There are pictures of the people in my family where we look like the most awkward and desperate folk you ever saw, poster children for the human condition. But I like that, when who we are shows. Everything is usually so masked or perfumed or disguised in the world, and it's so touching when you get to see something real and human.”
                                       Anne Lamott (Traveling Mercies)

When I was going through my mother's house after she died, clearing out eighty-four years worth of material leavings, I found boxes, manilla envelopes, and even one typewriter case full of photographs. Like me, she never quite got around to putting photos in books. Knowing her as I do, since I run into her inside myself daily, she didn't want to spend the money. Meanwhile they accumulated.

With the exception of my sister, Jerrie, and cousins, Sandy and Ann, the 'pretty people', no one was very photogenic. In fact we were a motley crew; squinting into the sun, lined up like people about to be executed by a firing squad. There were no great photographers in the family so most all of them are grainy snapshots of wild-haired folk with red-spot eyes. In every one from four years old until today, I am looking away from the camera—sometimes physically turned away. (I hate having my picture taken.) So I appear to be the strangely disconnected, possibly not-all-there, weird to the maximum, member of an otherwise ordinary family. You can tell a lot by looking at family photos.

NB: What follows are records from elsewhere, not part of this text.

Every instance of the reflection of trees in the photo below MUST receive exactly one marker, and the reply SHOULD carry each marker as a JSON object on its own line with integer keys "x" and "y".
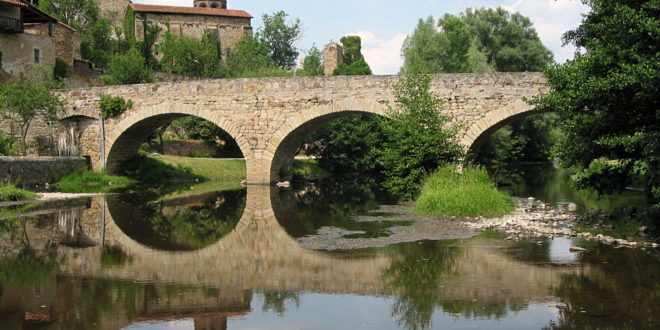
{"x": 623, "y": 293}
{"x": 417, "y": 270}
{"x": 276, "y": 301}
{"x": 182, "y": 225}
{"x": 331, "y": 202}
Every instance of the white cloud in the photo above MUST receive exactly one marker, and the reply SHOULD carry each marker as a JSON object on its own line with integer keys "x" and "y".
{"x": 383, "y": 56}
{"x": 552, "y": 18}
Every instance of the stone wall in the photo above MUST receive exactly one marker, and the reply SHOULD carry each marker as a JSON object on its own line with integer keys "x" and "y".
{"x": 38, "y": 170}
{"x": 229, "y": 29}
{"x": 18, "y": 52}
{"x": 271, "y": 117}
{"x": 67, "y": 41}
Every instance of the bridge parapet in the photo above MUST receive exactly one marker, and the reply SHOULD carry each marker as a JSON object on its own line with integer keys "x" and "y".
{"x": 268, "y": 116}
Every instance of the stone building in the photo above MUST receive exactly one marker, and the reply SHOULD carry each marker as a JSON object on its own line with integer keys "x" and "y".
{"x": 230, "y": 25}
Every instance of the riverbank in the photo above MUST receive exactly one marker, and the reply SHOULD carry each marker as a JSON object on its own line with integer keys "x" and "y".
{"x": 532, "y": 219}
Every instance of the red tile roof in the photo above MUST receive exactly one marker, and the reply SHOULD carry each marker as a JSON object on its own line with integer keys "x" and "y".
{"x": 14, "y": 2}
{"x": 189, "y": 10}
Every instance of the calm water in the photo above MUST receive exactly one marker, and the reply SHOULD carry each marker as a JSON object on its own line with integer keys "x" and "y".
{"x": 205, "y": 259}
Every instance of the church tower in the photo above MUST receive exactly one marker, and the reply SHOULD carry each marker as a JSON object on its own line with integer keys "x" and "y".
{"x": 220, "y": 4}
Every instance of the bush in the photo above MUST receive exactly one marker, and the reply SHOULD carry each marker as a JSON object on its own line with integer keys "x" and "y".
{"x": 60, "y": 70}
{"x": 11, "y": 193}
{"x": 471, "y": 193}
{"x": 112, "y": 106}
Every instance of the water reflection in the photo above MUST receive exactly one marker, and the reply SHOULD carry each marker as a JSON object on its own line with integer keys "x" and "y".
{"x": 92, "y": 268}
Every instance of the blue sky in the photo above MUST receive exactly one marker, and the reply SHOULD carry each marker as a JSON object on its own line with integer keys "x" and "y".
{"x": 384, "y": 24}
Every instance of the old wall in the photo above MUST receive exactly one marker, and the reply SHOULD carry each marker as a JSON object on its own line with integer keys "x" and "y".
{"x": 270, "y": 117}
{"x": 18, "y": 52}
{"x": 229, "y": 29}
{"x": 38, "y": 170}
{"x": 67, "y": 41}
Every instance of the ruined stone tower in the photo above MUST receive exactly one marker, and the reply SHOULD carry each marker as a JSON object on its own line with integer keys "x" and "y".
{"x": 332, "y": 58}
{"x": 220, "y": 4}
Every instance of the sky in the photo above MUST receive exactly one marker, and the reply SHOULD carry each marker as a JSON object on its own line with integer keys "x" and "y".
{"x": 384, "y": 24}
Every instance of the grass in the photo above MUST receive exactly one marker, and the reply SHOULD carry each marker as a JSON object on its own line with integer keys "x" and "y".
{"x": 308, "y": 169}
{"x": 91, "y": 182}
{"x": 208, "y": 168}
{"x": 470, "y": 193}
{"x": 10, "y": 193}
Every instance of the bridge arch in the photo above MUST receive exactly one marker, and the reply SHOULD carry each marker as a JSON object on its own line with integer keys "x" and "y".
{"x": 288, "y": 139}
{"x": 135, "y": 127}
{"x": 477, "y": 133}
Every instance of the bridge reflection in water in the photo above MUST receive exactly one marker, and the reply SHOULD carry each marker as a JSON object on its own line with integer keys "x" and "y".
{"x": 99, "y": 274}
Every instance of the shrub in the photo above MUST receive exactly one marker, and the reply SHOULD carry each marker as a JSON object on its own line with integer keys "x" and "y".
{"x": 112, "y": 106}
{"x": 471, "y": 193}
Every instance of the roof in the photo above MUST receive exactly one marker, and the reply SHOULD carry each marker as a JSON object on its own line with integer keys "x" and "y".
{"x": 14, "y": 2}
{"x": 189, "y": 10}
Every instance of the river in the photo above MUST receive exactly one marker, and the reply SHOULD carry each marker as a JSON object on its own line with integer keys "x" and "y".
{"x": 224, "y": 257}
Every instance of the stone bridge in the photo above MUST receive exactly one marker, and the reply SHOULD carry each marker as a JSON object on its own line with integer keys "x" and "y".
{"x": 270, "y": 117}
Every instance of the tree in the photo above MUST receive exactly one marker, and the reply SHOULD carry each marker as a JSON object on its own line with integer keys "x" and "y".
{"x": 313, "y": 62}
{"x": 279, "y": 38}
{"x": 509, "y": 41}
{"x": 191, "y": 56}
{"x": 353, "y": 63}
{"x": 21, "y": 102}
{"x": 126, "y": 69}
{"x": 452, "y": 49}
{"x": 420, "y": 138}
{"x": 607, "y": 97}
{"x": 248, "y": 55}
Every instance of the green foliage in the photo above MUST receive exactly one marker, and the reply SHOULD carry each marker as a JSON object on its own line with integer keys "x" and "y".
{"x": 248, "y": 55}
{"x": 471, "y": 193}
{"x": 479, "y": 40}
{"x": 60, "y": 70}
{"x": 91, "y": 182}
{"x": 279, "y": 37}
{"x": 313, "y": 63}
{"x": 191, "y": 56}
{"x": 509, "y": 41}
{"x": 127, "y": 69}
{"x": 419, "y": 137}
{"x": 607, "y": 97}
{"x": 146, "y": 169}
{"x": 527, "y": 140}
{"x": 353, "y": 63}
{"x": 7, "y": 145}
{"x": 349, "y": 145}
{"x": 13, "y": 194}
{"x": 196, "y": 128}
{"x": 23, "y": 101}
{"x": 113, "y": 106}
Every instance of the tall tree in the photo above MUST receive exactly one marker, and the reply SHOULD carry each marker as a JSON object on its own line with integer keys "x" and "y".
{"x": 353, "y": 61}
{"x": 420, "y": 138}
{"x": 280, "y": 37}
{"x": 607, "y": 96}
{"x": 23, "y": 101}
{"x": 313, "y": 62}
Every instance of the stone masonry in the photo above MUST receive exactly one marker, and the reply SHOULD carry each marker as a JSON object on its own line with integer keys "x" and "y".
{"x": 270, "y": 117}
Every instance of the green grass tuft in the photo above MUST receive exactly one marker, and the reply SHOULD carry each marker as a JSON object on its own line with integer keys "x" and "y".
{"x": 91, "y": 182}
{"x": 470, "y": 193}
{"x": 9, "y": 193}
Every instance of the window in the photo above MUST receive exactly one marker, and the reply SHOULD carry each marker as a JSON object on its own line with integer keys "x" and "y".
{"x": 37, "y": 56}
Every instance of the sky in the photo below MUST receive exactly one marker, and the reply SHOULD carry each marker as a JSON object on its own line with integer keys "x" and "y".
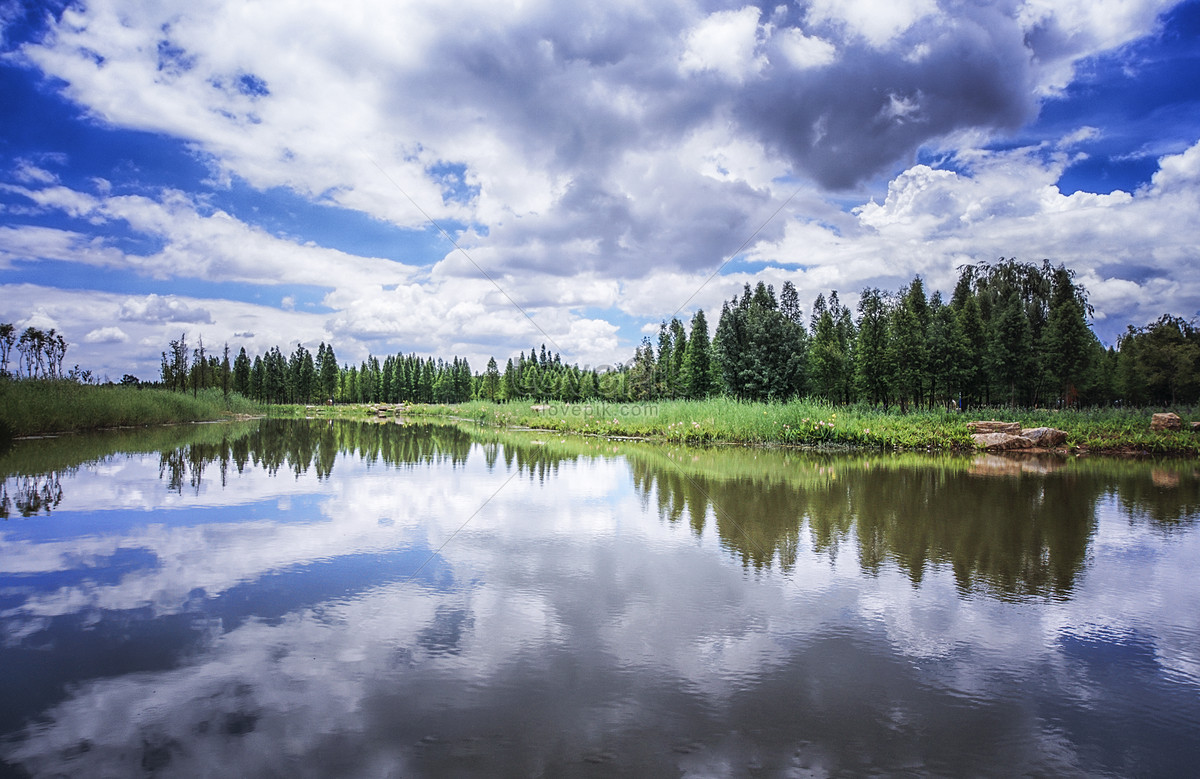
{"x": 481, "y": 178}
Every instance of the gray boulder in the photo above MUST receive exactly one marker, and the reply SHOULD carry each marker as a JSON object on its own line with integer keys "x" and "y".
{"x": 1001, "y": 442}
{"x": 1048, "y": 437}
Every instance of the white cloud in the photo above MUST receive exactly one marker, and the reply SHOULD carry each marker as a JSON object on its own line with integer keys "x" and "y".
{"x": 725, "y": 42}
{"x": 879, "y": 23}
{"x": 106, "y": 335}
{"x": 803, "y": 51}
{"x": 162, "y": 309}
{"x": 1125, "y": 246}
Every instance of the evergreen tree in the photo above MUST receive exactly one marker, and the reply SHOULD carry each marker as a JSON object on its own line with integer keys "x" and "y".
{"x": 509, "y": 385}
{"x": 1011, "y": 354}
{"x": 1067, "y": 339}
{"x": 826, "y": 359}
{"x": 257, "y": 381}
{"x": 873, "y": 369}
{"x": 491, "y": 387}
{"x": 241, "y": 369}
{"x": 696, "y": 366}
{"x": 329, "y": 371}
{"x": 972, "y": 370}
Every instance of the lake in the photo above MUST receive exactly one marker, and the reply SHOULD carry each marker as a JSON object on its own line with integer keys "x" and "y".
{"x": 312, "y": 598}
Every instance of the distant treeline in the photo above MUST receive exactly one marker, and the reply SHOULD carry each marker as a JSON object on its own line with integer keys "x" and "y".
{"x": 1012, "y": 333}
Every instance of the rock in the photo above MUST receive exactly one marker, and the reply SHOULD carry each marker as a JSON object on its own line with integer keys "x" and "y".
{"x": 1001, "y": 442}
{"x": 1161, "y": 478}
{"x": 1165, "y": 421}
{"x": 995, "y": 427}
{"x": 1045, "y": 437}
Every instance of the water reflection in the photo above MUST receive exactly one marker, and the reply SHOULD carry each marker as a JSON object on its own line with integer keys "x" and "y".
{"x": 373, "y": 599}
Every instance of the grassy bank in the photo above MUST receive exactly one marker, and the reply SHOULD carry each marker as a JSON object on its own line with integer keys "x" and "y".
{"x": 37, "y": 407}
{"x": 815, "y": 424}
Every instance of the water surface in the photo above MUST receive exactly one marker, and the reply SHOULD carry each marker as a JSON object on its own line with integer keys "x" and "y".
{"x": 358, "y": 599}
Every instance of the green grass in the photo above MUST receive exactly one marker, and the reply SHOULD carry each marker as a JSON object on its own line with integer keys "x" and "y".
{"x": 42, "y": 407}
{"x": 816, "y": 424}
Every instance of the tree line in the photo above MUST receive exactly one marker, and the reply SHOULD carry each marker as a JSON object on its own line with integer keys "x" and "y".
{"x": 1012, "y": 334}
{"x": 40, "y": 353}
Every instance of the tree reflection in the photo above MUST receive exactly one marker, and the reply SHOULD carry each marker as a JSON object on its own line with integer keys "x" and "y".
{"x": 30, "y": 495}
{"x": 1013, "y": 527}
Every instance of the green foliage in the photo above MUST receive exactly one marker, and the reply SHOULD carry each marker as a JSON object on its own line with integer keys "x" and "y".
{"x": 45, "y": 406}
{"x": 759, "y": 351}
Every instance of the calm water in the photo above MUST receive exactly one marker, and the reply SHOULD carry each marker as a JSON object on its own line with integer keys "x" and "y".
{"x": 352, "y": 599}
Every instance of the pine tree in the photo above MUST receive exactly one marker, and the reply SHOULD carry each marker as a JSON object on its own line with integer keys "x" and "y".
{"x": 873, "y": 369}
{"x": 696, "y": 366}
{"x": 1066, "y": 337}
{"x": 1011, "y": 352}
{"x": 241, "y": 369}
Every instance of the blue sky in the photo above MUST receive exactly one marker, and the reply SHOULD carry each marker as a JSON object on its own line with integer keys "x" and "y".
{"x": 484, "y": 178}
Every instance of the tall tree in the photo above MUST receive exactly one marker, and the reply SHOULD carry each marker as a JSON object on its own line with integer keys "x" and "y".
{"x": 873, "y": 369}
{"x": 1067, "y": 339}
{"x": 696, "y": 366}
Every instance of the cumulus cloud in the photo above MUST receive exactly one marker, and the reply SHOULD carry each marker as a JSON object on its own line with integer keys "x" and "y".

Like all families, when we were together, we didn't go out of our way to 'fix-up', as we say in the South. When people have seen you at your worst, hugging the throne, or bawling your eyes out, there's not much reason to try to put on a mask of make-up. You can let your hair down and be yourself. Anne Lamott says that's why “most of us stay close to our families, no matter how neurotic the members, how deeply annoying or dull”. Most of us groan at the mention of a family reunion, but we go anyway, because these are the people who know us, who know our history, the good, bad, and ugly, and accept us (more or less) as we are.

One of my favorite photos is of my mother and Katie, my niece, at Katie's wedding. Katie is smiling like a true bride, and Mother, beautiful in her pink suit, oxygen tubes and all, looks satisfied, almost triumphant. She got to see her granddaughter married before she died—six weeks later.

If you have time today, peruse the family photos. You might learn something new about the folks who know you best.